Uno sguardo altrettanto attento al modo in cui si comporta la folla, distribuito però in più pagine, si trova nel capitolo XIII de I promessi sposi di Alessandro Manzoni, e in un atroce passo di Guerra e pace di Lev Tolstoj (libro III, parte III, cap. 25). Elias Canetti, premio Nobel 1981, dedicò all’enigma della folla e della sua forza spaventosa il suo capolavoro Massa e potere, un poderoso studio che gli richiese trentotto anni di elaborazione. Per chi voglia meditare su questo arcano, la voce di Shakespeare in questi trecento versi è quella dei maestri insuperati.

Un importante spunto di riflessione sulla cruenta vicenda delle Idi di marzo fu offerto al lettore italiano da Luciano Canfora, professore emerito dell’università di Bari, in un articolo dal titolo “Mito e miseria delle Idi di marzo,” pubblicato sul Corriere della Sera il 4 gennaio 2007 (ora raccolto nel volume Il presente come storia, Rizzoli, 2014). Rievocando, sulla scorta delle Vite parallele di Plutarco, i vari momenti significativi che condussero all’assassinio nella Curia che fu poi murata, Canfora ricorda aneddoti come la cena presso Marco Lepido la sera prima dell’attentato, nel corso della quale Cesare, interpellato su quale genere di morte fosse per lui preferibile, rispose, quasi fosse inconsapevolmente presago, “Sopra ogni altra ne sceglierei una rapida e improvvisa”; come gli incubi della moglie di Cesare Calpurnia e il sogno di Cesare di volare in cielo e di stringere la mano di Giove; come il fallito tentativo di un insegnante di greco di nome Artemidoro di fare leggere a Cesare il rotolo che denunciava la congiura.

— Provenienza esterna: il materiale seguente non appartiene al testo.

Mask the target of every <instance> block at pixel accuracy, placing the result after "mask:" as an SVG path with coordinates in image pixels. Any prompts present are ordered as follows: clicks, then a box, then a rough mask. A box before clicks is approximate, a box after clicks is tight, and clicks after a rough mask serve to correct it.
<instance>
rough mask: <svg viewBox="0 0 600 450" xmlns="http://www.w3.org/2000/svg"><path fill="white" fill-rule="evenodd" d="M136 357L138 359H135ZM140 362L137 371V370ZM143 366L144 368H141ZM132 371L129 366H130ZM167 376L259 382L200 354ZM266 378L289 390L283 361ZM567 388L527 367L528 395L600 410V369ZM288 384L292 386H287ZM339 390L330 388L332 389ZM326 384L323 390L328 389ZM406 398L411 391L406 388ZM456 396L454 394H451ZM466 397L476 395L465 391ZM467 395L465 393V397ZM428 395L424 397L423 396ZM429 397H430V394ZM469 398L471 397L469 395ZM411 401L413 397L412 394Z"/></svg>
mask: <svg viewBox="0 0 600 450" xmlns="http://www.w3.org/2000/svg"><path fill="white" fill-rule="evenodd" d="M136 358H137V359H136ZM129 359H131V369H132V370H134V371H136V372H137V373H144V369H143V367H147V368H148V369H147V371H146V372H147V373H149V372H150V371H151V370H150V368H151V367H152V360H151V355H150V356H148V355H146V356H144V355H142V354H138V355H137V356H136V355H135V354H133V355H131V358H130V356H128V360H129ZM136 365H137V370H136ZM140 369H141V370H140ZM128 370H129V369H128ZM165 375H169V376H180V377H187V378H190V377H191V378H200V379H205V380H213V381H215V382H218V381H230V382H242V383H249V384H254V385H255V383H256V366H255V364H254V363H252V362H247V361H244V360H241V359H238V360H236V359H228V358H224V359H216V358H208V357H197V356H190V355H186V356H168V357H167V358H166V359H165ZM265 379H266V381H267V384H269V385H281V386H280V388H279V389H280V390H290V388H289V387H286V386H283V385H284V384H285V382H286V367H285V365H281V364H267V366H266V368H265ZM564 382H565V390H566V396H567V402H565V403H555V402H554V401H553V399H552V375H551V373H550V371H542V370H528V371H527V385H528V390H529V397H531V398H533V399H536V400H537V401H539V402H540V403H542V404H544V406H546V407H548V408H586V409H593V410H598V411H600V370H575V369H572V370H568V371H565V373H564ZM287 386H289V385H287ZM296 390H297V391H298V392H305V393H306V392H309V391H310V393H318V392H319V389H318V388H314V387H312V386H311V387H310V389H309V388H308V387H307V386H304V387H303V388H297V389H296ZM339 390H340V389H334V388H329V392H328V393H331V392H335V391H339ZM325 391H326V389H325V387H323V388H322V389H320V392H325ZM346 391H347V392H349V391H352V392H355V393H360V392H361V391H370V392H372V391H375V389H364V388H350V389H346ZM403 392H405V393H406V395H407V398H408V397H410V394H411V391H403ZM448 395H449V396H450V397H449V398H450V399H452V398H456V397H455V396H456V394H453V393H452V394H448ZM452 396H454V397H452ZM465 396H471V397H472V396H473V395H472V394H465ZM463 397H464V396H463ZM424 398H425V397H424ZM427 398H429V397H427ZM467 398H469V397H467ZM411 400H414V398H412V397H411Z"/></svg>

Giulio Cesare cadde trafitto da più di venti pugnalate, una sola delle quali mortale. Luciano Canfora osserva che

durante il suo primo consolato (59 a. C.), Cesare, di fronte all’ostilità preconcetta verso le sue leggi agrarie, aveva gridato in faccia al Senato che “lui controvoglia si faceva trascinare dalla parte del popolo, e ne assecondava le spinte: per colpa della tracotanza e della durezza oppressiva del Senato.” Uccidendolo, i congiurati non si avvidero di avere eliminato il più lucido e lungimirante esponente del loro ceto.